Slowly, over the past 40 years or so, Sowell has become a national treasure. In the desert of nonsense and foolishness that is the modern world his writings are an oasis of sanity, lucidity, and sense. He recently celebrated his 90th birthday and is the subject of an intellectual biography by Jason Riley that gives a fine if necessarily constrained overview of his remarkable life story and thoughts.
While the portion of Black Rednecks and White Liberals that I have read so far is fascinating, my favorite book of his is A Conflict of Visions (hereafter ACOV). In his preface to the 2007 edition of the book he writes:
This is a revised edition of my own favorite among the books I have written–mainly because it addresses a fundamental question that seldom gets the attention it deserves: What are the underlying assumptions behind the very different ideological visions of the world being contested in modern times.
He refers to other books of his, The Vision of the Anointed and The Quest for Cosmic Justice. Sowell is a serious guy, but I get the sense he has a very good sense of humor. In any case, in this book he explains the divided world as being the result of a conflict between two visions of the world that has been going on over the past two centuries. I would say actually over more than two millennia–since the times of Socrates and Plato, those apostate sophists. He denotes these two visions as the constrained vision and the unconstrained vision.

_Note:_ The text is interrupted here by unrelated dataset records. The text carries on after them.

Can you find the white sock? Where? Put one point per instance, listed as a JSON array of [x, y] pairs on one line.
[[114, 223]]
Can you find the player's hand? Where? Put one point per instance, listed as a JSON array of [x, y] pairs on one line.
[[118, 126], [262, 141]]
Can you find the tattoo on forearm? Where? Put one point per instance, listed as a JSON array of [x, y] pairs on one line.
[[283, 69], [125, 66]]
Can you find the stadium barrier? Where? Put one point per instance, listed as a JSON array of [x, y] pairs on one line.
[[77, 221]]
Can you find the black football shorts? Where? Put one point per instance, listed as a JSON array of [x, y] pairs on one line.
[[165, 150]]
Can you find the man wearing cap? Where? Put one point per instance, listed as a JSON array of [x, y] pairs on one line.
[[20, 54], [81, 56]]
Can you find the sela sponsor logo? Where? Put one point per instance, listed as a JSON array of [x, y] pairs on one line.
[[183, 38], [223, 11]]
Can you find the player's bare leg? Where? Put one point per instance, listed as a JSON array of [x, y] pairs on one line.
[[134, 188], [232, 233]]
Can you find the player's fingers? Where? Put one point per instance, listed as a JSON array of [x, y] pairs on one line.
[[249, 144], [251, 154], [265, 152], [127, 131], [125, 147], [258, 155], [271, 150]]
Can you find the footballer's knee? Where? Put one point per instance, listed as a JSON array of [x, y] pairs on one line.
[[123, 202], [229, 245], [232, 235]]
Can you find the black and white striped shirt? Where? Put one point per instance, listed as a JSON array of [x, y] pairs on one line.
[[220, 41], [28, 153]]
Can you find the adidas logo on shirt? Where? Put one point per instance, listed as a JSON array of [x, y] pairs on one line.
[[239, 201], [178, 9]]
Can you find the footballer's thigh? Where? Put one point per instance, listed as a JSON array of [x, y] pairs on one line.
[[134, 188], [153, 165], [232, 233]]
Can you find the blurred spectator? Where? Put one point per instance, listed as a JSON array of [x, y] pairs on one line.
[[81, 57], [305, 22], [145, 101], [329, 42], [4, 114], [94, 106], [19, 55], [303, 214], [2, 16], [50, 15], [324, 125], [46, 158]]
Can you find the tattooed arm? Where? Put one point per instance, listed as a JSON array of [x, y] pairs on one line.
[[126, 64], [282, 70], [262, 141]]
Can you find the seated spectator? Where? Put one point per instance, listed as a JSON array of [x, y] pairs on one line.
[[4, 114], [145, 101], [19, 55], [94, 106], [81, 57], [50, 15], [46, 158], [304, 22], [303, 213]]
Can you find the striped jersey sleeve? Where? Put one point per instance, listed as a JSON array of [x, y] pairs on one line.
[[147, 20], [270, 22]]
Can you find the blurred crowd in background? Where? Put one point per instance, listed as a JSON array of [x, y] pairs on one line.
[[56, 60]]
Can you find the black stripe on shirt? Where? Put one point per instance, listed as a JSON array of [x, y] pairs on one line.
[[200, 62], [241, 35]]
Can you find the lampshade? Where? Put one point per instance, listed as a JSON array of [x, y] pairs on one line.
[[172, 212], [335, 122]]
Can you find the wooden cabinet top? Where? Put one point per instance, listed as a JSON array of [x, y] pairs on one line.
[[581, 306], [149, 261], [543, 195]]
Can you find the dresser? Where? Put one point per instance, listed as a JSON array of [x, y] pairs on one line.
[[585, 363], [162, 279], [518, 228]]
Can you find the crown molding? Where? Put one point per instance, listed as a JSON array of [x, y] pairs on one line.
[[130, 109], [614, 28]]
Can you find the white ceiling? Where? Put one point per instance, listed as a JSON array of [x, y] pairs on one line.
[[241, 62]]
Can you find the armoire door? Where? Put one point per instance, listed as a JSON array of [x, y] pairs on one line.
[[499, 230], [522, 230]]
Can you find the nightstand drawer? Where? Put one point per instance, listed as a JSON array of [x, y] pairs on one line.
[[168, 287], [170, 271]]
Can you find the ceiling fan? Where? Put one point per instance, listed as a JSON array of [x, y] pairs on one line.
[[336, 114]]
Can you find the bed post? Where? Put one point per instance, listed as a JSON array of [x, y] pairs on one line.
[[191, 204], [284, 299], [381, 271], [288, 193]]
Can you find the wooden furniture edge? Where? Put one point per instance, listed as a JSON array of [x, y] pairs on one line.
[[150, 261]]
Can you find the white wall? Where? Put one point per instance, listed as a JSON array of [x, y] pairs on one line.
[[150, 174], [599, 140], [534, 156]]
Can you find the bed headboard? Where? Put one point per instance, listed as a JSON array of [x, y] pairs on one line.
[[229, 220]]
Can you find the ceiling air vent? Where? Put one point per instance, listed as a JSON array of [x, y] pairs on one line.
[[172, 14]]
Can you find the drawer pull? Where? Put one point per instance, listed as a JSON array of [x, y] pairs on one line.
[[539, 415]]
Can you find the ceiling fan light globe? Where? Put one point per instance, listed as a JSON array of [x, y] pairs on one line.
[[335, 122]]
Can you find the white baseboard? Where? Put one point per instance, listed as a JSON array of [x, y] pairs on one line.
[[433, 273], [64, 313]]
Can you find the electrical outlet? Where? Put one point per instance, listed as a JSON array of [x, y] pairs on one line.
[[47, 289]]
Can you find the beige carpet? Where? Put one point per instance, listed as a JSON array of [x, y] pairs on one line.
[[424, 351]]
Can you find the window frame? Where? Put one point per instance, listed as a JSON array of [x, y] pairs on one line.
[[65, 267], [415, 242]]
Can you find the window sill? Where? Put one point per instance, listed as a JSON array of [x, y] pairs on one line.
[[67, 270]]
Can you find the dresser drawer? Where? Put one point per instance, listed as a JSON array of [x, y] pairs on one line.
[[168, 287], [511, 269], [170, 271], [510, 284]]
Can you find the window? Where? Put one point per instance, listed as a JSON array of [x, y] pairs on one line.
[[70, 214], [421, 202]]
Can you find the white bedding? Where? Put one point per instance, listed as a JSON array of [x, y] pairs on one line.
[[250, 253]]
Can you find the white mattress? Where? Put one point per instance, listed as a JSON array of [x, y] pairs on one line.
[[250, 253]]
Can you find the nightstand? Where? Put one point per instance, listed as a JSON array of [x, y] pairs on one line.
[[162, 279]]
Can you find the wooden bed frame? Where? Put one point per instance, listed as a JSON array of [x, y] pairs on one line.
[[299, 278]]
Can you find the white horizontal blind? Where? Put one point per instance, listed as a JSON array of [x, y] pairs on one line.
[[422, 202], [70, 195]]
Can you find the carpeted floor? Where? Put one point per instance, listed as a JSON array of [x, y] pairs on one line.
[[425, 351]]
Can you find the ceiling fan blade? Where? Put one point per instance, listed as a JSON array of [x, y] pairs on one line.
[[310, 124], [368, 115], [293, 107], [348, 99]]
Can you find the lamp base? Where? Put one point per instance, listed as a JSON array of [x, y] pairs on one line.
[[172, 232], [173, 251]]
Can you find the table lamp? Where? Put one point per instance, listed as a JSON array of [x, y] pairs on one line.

Some key characteristics of the unconstrained vision: here there are SOLUTIONS to all that ails us. There are no limits to the perfectibility of man’s nature or what we can understand and achieve. Knowledge in this vision is only verbal, rational, or as he puts it, articulated. This seems to follow the tradition of Socrates with his obsession with definitions. If you can’t define something concisely, you know nothing about it. We all know my sentiments about that wanker Socrates.
Some key characteristics of the constrained vision: in the fundamental challenges of human life there are no solutions, only trade-offs among costs and negatives and imperfections. Here knowledge can be articulated, but it also includes forms of knowledge that are not articulated, like customs, the accumulated wisdom of uncounted eons. For most of my life, like many highly educated and highly intellectual people I am sure, this form of knowledge was invisible to me. I did not know it existed, did not consider it a form of knowledge, did not value it, certainly did not respect it. I was an iconoclast! I sneered at mere tradition, foolish and barbaric!
He continues:
The purpose here will not be to determine which of these visions is more valid but rather to reveal the inherent logic behind each of these sets of views and the ramifications of their assumptions which lead not only to different conclusions on particular issues but also to wholly different meanings to such fundamental words as “justice,” “equality,” and “power.”
In ACOV we get a history of ideas, including those of Marx, Mill, Godwin, Smith, Hamilton, Holmes, Hayek, Friedman, and Veblen, as well as the Gallic imbecile Condorcet and the Anglo imbecile G. B. Shaw. Oh, let us not forget the Swedish imbecile Myrdal. In presenting their ideas he is excruciatingly objective and neutral, even with modern morons such Galbraith, Rawls, Dworkin, and Tribe. Admirable, and I strive to be as even-handed and fair as Sowell, but I cannot hide my contempt for their corrosive contributions.
Steven Pinker, the cognitive scientist and writer, alludes to ACOV and its ideas in his own The Blank Slate. He calls the Constrained Vision the Tragic Vision and the Unconstrained Vision the Utopian Vision.
I don’t agree with everything Sowell has written in ACOV. I see little use for left versus right terminology (famously derived from the French National Assembly at the time of the French Revolution–how useless is that?) or liberal (a beautiful word etymologically–too bad it’s been ruined by the Progressives) and conservative terminology. His discussion of fascism is misleading to me. The best way to understand fascism is to look at the word etymologically and also the slogan of the founder of Fascism, Mussolini: “Everything in the state, nothing outside of the state, and nothing against the state.” There you go.
ACOV is a relatively slender book, a fairly quick read, and chockablock with stimulating information and perspectives.